Using the package eRm:
res <- RM(data)
res
coef(res) #to get the parameters
Estimates item easiness bi:
𝑃 (𝑋𝑝𝑖 =1 | 𝜃𝑝) = e^𝜃p + bi / 1 + e^𝜃p + bi
(rather than difficulty parameter e^𝜃p - bi / 1 - e^𝜃p + bi)
(So the larger the value, the easier the item)
What is the advantage of using marginal MLE?
It is applicable to practically all IRT models
What is a disadvantage of using marginal MLE?

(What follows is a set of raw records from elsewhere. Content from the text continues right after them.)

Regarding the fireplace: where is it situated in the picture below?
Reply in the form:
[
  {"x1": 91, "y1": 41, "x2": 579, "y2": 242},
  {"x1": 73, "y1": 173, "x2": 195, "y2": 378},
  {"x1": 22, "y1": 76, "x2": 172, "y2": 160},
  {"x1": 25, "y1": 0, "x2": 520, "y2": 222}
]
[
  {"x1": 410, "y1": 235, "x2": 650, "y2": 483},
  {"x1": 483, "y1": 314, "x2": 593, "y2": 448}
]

It assumes a normal distribution for θ, you need this normal distribution to marginalise out the latent variable; you sum over all the possible values for the latent variable in your likelihood function
How do you calculate marginal MLE in R?
Use package ltm in R (as well as many of the estimations for IRT)
library(ltm)
res1pl = rasch(data)
res1pl
In docs you’ll see a screenshot of conditional MLE output. Describe what information this output gives
The conditional log likelihood indicates the value of the likelihood of the data given these parameters at the maximum. The difficulty parameters give the difficulty parameter estimate for each item.
This gives the easiness parameters, the first beta listed is one of the easiest items with a high score and the last beta listed is one of the most difficult items with a low score (true only for this data).
In docs you’ll see a screenshot of marginal MLE output. Describe what information the coefficients give
You get a common discrimination parameter at the bottom since marginal likelihood assumes that the slopes are equal. The rest are normal difficulty parameters loosely listed from easier parameters to more difficult parameters (true only for this data) with lower scores indicating easier items
The log.Lik indicates the log likelihood; the value of the likelihood of the data given these parameters at the maximum.